Дальше становилось совсем хорошо: сосны входили в полную силу, и между розоватыми чешуйчатыми стволами низкая перистая листва рябин и крепкая зелень дубов оживленно дробили полосоватость борового солнца. В густоте дуба, если смотреть снизу, взаимное перекрытие листьев, теневых и освещенных, темно-зеленых и ярко-изумрудных, казалось особенным сцеплением их волнистых краев, и на них садилась, то нежа в блеске свой рыжий шелк, то плотно складывая крылья, вырезная ванесса, с белой скобочкой на диком исподе, и, вдруг снявшись, садилась ко мне на голую грудь, привлеченная человеческим потом. А еще выше, над моим запрокинутым лицом, верхи и стволы сосен сложно обменивались тенями, и хвоя напоминала водоросли, шевелящиеся в прозрачной воде. И если еще больше запрокинуться, так, чтобы сзади трава (неизъяснимо, первозданно-сызнова позеленевшая, – с этой точки перевернутого зрения) казалась растущей куда-то вниз, в пустой прозрачный свет, и была бы верхом мира, я улавливал ощущение, которое должно поразить перелетевшего на другую планету (с другим притяжением, другой плотностью, другим образом чувств), – особенно когда проходила вверх ногами семья гуляющих, причем шаг их становился толчком упругим и странным, а подброшенный мяч казался падающим – все тише – в головокружительную бездну.
При дальнейшем продвижении вперед – не налево, куда бор простирался без конца, и не направо, где он прерывался молоденьким березняком, свежо и по-детски попахивавшим Россией, – лес становился опять реже, терял подсед, обрывался по песчаным косогорам, и внизу зажигалось столбами света широкое озеро. Солнце разнообразно озаряло противоположные скаты, и, когда от наплыва облака воздух смежался, как великое синее веко, и медленно прозревал опять, один берег всегда отставал от другого, в порядке постепенного потухания и просветления. Песчаной каймы на той стороне почти не было, деревья все вместе спускались к густым тростникам, а повыше можно было найти горячие, сухие склоны, поросшие кашкой, кислицей и молочаем, отороченные живой тьмой дубов и буков, валом валивших вниз, в сырые ложбинки, в одной из которых застрелился Яша Чернышевский.
Когда я по утрам приходил в этот лесной мир, образ которого я собственными средствами как бы приподнял над уровнем тех нехитрых воскресных впечатлений (бумажная дрянь, толпа пикникующих), из которых состояло для берлинцев понятие «Груневальд»; когда в эти жаркие, летние будни я направлялся в его южную сторону, в глушь, в дикие, тайные места, я испытывал не меньшее наслаждение, чем если бы в этих трех верстах от моей Агамемнонштрассе находился первобытный рай.

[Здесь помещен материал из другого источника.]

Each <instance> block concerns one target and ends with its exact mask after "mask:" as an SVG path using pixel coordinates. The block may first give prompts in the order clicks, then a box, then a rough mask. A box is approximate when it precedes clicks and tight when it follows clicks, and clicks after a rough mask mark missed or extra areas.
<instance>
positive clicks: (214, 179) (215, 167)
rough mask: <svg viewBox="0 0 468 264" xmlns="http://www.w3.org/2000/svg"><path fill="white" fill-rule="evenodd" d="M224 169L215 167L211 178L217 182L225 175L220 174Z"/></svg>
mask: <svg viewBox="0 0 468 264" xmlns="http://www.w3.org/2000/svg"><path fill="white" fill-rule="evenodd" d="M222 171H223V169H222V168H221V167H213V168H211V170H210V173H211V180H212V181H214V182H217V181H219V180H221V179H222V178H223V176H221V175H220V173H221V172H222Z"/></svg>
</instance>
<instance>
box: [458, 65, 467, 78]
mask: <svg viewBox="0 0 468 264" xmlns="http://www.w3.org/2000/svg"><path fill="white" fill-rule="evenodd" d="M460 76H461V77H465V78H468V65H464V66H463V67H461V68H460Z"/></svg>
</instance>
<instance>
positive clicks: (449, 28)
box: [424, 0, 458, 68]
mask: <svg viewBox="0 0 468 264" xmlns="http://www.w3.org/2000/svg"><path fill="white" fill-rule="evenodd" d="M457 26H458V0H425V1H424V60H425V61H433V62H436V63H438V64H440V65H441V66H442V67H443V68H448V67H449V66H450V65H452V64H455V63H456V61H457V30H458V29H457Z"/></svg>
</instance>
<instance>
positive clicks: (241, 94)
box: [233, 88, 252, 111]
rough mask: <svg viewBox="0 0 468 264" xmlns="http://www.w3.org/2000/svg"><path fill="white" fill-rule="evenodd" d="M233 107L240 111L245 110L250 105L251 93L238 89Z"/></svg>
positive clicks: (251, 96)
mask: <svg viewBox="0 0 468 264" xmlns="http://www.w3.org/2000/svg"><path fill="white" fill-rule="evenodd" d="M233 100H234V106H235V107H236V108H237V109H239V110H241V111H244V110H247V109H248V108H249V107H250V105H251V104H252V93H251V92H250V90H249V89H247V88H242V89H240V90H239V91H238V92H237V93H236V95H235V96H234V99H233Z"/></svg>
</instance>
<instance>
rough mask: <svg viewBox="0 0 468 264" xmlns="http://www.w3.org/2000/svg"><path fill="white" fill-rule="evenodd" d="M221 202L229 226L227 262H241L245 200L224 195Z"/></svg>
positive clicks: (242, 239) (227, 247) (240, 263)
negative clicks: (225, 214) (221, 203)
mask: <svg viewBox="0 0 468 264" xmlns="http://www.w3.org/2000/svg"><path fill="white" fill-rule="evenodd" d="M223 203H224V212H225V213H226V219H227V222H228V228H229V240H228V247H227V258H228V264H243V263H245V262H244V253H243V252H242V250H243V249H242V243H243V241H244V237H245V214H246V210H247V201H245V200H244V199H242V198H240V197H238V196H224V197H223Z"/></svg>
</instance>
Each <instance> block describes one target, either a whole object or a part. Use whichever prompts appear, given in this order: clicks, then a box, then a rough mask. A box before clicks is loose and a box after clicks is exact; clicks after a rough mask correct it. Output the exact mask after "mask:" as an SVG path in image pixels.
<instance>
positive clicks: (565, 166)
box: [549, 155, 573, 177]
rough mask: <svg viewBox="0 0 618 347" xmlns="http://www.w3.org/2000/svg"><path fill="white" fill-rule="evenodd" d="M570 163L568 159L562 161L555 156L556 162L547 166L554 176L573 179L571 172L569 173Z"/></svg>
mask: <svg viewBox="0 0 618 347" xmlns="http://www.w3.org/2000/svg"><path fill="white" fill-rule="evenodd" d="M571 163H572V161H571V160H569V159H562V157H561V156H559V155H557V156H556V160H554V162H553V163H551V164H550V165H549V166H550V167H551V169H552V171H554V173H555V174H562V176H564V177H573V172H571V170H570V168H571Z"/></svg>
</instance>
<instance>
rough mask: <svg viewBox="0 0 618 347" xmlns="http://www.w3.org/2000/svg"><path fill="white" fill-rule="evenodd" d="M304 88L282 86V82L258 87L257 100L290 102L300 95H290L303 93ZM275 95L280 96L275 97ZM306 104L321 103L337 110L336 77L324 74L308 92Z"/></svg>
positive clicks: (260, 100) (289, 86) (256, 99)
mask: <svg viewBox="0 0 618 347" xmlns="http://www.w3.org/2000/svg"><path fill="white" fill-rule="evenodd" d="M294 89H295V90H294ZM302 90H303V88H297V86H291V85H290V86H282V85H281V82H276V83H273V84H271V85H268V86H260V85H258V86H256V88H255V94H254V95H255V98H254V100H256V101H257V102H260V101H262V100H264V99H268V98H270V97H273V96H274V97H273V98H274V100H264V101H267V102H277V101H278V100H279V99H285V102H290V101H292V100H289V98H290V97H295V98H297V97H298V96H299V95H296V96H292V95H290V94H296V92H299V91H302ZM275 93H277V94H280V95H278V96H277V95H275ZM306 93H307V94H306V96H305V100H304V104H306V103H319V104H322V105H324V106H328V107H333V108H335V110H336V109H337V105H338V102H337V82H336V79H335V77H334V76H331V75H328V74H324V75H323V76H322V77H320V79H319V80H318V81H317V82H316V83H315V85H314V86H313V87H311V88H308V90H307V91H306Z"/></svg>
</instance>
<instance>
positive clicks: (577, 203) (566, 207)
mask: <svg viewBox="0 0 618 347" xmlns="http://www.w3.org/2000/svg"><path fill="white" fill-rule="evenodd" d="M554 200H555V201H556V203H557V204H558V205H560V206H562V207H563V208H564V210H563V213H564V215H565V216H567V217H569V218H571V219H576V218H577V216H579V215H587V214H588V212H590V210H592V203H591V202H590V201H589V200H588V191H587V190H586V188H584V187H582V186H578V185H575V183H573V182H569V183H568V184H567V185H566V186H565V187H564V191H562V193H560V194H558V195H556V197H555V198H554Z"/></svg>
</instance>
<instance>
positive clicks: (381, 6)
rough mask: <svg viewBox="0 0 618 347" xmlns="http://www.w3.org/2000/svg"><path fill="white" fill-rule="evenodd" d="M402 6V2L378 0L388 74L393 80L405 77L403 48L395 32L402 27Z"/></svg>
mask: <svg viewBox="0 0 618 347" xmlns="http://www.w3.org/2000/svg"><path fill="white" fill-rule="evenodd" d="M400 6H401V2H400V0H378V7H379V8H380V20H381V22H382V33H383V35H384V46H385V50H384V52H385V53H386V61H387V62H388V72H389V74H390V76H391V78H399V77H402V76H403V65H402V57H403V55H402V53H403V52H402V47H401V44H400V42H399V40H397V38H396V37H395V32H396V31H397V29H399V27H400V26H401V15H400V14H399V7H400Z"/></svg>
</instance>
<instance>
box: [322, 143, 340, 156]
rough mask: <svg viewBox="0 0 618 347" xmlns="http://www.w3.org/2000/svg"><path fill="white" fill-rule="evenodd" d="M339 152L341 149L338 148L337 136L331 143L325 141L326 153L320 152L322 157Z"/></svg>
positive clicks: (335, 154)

Дойдя до одного излюбленного уголка, сказочно совмещавшего свободный поток солнца и защиту кустарника, я раздевался донага и ложился навзничь на плед, подложив ненужные трусики под затылок. Благодаря сплошному загару, бронзой облившему тело, так что только пятки, ладони и лучевые черты у глаз оставались естественной масти, я чувствовал себя атлетом, тарзаном, адамом, всем, чем угодно, но только не голым горожанином. Неловкость, обычно сопряженная с наготой, зависит от сознания нашей беззащитной белизны, давно утратившей связь с окраской окружающего мира, а потому находящейся в искусственной дисгармонии с ним. Но влияние солнца восполняет пробел, уравнивает нас в голых правах с природой, и уже загоревшее тело не ощущает стыда. Все это звучит как брошюрка нюдистов, – но своя правда не виновата, если с ней совпадает правда, взятая бедняком напрокат.
Солнце навалилось. Солнце сплошь лизало меня большим, гладким языком. Я постепенно чувствовал, что становлюсь раскаленно-прозрачным, наливаюсь пламенем и существую, только поскольку существует оно. Как сочинение переводится на экзотическое наречие, я был переведен на солнце. Тощий, зябкий, зимний Федор Годунов-Чердынцев был теперь от меня так же отдален, как если бы я сослал его в Якутскую область. Тот был бледным снимком с меня, а этот, летний, был его бронзовым, преувеличенным подобием. Собственное же мое я, то, которое писало книги, любило слова, цвета, игру мысли, Россию, шоколад, Зину, – как-то разошлось и растворилось, силой света сначала опрозраченное, затем приобщенное ко всему мрению летнего леса, с его атласистой хвоей и райски-зелеными листьями, с его муравьями, ползущими по преображенному, разноцветнейшему сукну пледа, с его птицами, запахами, горячим дыханием крапивы, плотским душком нагретой травы, с его небесной синевой, где высоко-высоко гремел самолет, как бы подернутый синей пылью, синей сущностью тверди: он был синеват, как влажна рыба в воде.